Sella bukan tak ingin mencari pacar lain yang bisa lebih menerima usianya, tetapi Donny selalu mengejarnya manakala dirinya meminta putus karena masa depan yang tak jelas. Dipadu dengan berbagai hadiah dan gelimang uang yang rutin diberikan, Sella akhirnya menerima saja hubungan yang menggantung itu, backstreet dari orang tua.
Donny menaruh kamera di lantai lalu memeluk Sella. Matahari sekarang sudah benar-benar tenggelam di Selat Sunda dan dunia menjadi temaram diterangi lampu balkon yang berwarna kekuningan.
“Yang…. nanti diliat orang….” Sella berusaha lepas dari pelukan Donny. Tetapi Donny terus saja memeluk dan menahannya.
“Kita ML disini yang…. uhh… napsuin….” Donny membuat Sella merunduk berpegangan pada pintu. Celana dalam Sella diperosotkan hingga menggantung di lutut.
“Ahhhhhh…… kamu seksi banget….” Gumamnya ketika menancapkan kejantanannya dari belakang.
“Sayang…. aduh nanti diliat orang…” Sella tetap melancarkan protes saat kejantanan Donny menerobos vaginanya dari arah belakang.

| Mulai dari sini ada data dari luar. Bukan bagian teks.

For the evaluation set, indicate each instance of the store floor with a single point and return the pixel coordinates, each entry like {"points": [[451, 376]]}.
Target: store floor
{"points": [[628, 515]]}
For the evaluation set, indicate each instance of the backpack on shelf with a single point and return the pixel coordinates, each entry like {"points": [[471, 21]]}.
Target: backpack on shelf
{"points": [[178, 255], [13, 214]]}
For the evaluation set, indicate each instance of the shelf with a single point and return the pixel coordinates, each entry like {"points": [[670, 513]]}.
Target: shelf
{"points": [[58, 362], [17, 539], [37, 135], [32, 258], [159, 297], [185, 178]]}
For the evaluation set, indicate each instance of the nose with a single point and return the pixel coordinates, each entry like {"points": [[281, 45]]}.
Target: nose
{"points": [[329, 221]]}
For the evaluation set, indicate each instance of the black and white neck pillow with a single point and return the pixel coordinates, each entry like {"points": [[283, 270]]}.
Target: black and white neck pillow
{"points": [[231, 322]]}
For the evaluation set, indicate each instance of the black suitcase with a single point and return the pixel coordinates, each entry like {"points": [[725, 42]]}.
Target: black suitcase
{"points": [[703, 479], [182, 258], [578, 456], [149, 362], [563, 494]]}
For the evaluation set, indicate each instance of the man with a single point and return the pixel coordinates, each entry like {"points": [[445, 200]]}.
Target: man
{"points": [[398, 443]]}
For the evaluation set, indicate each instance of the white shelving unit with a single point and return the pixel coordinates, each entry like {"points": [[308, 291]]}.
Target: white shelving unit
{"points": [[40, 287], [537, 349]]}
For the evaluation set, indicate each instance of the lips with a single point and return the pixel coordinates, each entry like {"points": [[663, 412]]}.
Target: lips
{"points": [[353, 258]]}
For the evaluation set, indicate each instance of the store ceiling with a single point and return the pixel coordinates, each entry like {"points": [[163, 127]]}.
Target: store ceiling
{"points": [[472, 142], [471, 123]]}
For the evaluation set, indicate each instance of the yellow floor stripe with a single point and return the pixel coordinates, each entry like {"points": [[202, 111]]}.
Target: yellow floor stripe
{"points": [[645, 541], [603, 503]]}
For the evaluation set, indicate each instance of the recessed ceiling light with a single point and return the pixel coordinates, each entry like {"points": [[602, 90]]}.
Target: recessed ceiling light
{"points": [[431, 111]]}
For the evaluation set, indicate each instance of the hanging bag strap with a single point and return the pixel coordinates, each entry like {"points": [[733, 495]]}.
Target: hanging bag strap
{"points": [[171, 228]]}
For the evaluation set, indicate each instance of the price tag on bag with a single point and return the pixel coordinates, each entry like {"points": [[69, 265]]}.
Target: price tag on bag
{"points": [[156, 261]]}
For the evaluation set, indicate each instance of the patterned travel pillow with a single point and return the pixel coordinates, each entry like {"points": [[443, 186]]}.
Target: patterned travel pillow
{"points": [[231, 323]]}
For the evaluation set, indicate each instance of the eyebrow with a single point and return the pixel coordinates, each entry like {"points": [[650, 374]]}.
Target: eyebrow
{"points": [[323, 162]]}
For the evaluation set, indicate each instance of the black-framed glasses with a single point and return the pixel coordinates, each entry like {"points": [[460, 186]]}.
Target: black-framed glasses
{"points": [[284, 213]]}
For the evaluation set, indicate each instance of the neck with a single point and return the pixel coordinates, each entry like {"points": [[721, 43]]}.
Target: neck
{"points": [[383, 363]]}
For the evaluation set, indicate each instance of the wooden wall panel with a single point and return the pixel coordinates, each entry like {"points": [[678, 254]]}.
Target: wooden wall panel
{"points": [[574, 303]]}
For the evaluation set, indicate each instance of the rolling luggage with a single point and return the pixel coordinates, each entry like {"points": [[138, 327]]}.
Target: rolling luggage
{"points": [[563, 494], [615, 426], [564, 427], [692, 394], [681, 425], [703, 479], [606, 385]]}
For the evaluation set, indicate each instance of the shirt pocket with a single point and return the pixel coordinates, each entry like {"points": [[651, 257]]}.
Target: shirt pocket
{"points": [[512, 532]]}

“Biarin…. biar pada terangsang…. mereka juga pasti mau ngentot cewek chinese kaya kamu….” Donny tertawa sambil menghajar vagina Sella yang mumbul dari sela-sela pantatnya yang nungging.
Beberapa orang di pinggir pantai melihat apa yang sedang mereka lakukan di kejauhan. Donny malah tambah bernafsu seakan bangga pada dunia bahwa dia memiliki pacar cantik dan seksi untuk disetubuhinya dengan sesuka hati. Akhirnya pikiran bahwa mereka bersetubuh dengan ditonton orang di pantai membuat birahi Donny memuncak dan cepat selesai. Sella tertawa ketika cairan hangat terasa membasahi rahimnya.
“Kamu selalu cepet keluar kalo berfantasi gitu……”
“Hahaha….” Donny hanya tertawa saja menanggapi komentar Sella yang masuk kedalam untuk mengambil tissue.
Donny kembali duduk di sofa dan menghisap rokok yang tadi ditaruhnya di asbak dalam keadaan menyala.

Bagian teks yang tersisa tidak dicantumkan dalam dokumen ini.